Residents in at least four Johannesburg townships reported zero running water for more than 72 consecutive hours last week, according to the Joburg Water fault-reporting dashboard. In Eldorado Park, families queued at a single municipal tanker by 5 a.m. on Thursday. In Soweto's Meadowlands zone, a WhatsApp group of 1,400 residents has been coordinating borehole access since March. The city's own infrastructure report, tabled before the Gauteng Provincial Legislature in May, acknowledged that 38 percent of the water network loses supply through pipe leaks before it reaches a tap.
The timing matters. South Africa's National Water and Sanitation Master Plan, launched in 2019 and updated in 2023, set a deadline of December 2025 to eliminate basic water backlogs in all metros. That deadline passed. Johannesburg, home to roughly 6 million people and the commercial engine of the continent, missed it. Meanwhile, the ANC-DA coalition running Gauteng has staked political credibility on visible service-delivery wins ahead of the 2026 municipal review cycle, making the water file politically radioactive.
The air-quality picture is equally grim. The South African Air Quality Information System recorded PM2.5 particulate levels above 35 micrograms per cubic metre on 61 days in the greater Joburg area during the first half of 2026 — a threshold the World Health Organisation classifies as unhealthy for sensitive groups. The Vaal Triangle airshed, which bleeds pollution northward into southern Johannesburg suburbs like Turffontein and Glenvista, has been classified a priority area by the Department of Forestry, Fisheries and the Environment since 2006. Twenty years of classification have produced marginal improvement. Eskom's Lethabo power station, 70 kilometres south of the CBD, remains the single largest industrial emitter feeding that corridor.

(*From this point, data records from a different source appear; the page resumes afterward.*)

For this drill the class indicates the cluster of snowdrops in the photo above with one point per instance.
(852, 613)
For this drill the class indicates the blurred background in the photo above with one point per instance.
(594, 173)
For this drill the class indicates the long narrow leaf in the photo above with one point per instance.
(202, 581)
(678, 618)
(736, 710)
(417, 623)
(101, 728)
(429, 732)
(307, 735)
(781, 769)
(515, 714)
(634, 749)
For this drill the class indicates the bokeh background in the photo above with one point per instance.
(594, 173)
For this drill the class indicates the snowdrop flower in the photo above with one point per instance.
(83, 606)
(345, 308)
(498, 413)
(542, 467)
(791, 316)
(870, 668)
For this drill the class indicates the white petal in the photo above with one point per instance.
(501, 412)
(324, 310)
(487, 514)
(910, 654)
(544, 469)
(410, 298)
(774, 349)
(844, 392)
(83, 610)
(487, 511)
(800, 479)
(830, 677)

What Other Cities Have Actually Done
The comparison is uncomfortable but instructive. Lagos, a city of comparable size and infrastructure debt, launched a Water Sector Reform Programme in 2021 backed by a $500 million World Bank facility. By mid-2025 the Lagos State Water Corporation had reduced non-revenue water losses from 54 percent to 41 percent across its Island network — still high, but measurably moving. Nairobi's Athi Water Works Development Agency cut its pipe-leakage rate in the Westlands and Lavington corridors by ring-fencing a dedicated maintenance levy in the 2022-23 budget cycle. The levy — equivalent to roughly R18 per household per month — was politically unpopular but survived legal challenge.

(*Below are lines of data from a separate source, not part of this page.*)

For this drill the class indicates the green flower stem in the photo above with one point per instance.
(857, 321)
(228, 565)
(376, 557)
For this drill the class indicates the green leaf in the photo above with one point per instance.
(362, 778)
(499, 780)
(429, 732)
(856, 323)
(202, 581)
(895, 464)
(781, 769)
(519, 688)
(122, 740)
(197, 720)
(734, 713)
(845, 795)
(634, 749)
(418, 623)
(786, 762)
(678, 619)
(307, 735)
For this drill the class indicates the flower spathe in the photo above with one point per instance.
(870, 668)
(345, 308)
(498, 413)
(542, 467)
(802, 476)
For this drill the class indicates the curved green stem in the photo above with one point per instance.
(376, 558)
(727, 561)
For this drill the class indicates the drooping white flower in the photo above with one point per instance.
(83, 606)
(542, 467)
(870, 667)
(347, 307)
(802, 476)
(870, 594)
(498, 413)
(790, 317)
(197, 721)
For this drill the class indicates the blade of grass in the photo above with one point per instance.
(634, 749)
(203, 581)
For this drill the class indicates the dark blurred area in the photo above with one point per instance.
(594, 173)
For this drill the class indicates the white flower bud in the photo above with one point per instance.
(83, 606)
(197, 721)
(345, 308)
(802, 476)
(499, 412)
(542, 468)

On air quality, Delhi's Graded Response Action Plan, operational since 2017, is frequently cited as a cautionary tale as much as a model: enforcement collapsed repeatedly. But the plan's core mechanism — tiered industrial shutdowns triggered by real-time monitoring data — is precisely what Johannesburg lacks. The city's own Air Quality Management Plan, adopted in 2021, calls for 24 real-time monitoring stations across the metro by 2025. As of June 2026, nine are operational.

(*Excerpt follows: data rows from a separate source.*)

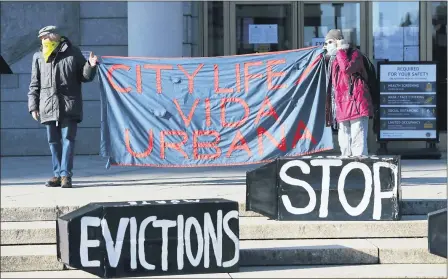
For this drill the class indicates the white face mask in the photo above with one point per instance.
(331, 49)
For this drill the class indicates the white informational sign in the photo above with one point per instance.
(412, 53)
(263, 34)
(408, 104)
(318, 42)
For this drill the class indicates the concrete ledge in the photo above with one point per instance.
(307, 252)
(405, 250)
(262, 228)
(25, 214)
(286, 252)
(20, 233)
(29, 258)
(251, 228)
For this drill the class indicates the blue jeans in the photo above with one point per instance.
(61, 139)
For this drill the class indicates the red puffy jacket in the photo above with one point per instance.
(357, 103)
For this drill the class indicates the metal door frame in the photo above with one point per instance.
(363, 28)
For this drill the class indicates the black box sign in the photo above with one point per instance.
(326, 188)
(437, 233)
(151, 238)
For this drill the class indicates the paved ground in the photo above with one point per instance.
(22, 180)
(389, 271)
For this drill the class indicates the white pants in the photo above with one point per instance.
(352, 137)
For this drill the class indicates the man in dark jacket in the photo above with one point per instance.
(55, 97)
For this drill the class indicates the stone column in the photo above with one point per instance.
(155, 29)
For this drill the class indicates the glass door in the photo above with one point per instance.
(319, 18)
(263, 26)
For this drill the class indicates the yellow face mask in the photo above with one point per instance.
(48, 47)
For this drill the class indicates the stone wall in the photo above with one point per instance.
(100, 27)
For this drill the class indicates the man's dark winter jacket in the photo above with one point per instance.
(55, 87)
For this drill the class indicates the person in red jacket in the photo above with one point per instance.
(349, 104)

What the City Says It Will Do Next
The City of Johannesburg's Group Corporate and Shared Services directorate confirmed this week that a R2.3 billion emergency infrastructure allocation, approved in the May adjustment budget, will target bulk water main replacements in Diepsloot, Orange Farm, and the Soweto bulk supply zone over the next 18 months. The Joburg Water entity has also signed a technical assistance agreement with the German development agency GIZ, effective from August 2026, to run a pressure management pilot on the Alexandra township reticulation network.
For residents, practical options are limited but not absent. The South African Human Rights Commission's Johannesburg regional office, based on Simmonds Street in the CBD, accepts water and sanitation complaints that can compel municipal response within 30 days under the Water Services Act. The Vaal Environmental Justice Alliance, which has litigated against Lethabo emissions before, is preparing a fresh application to the Mpumalanga High Court this quarter. Neither path is fast. But residents who have documented outages with timestamped photographs and logged formal complaints through the City's C3 notification system report a measurably faster tanker response than those who rely on ward councillors alone.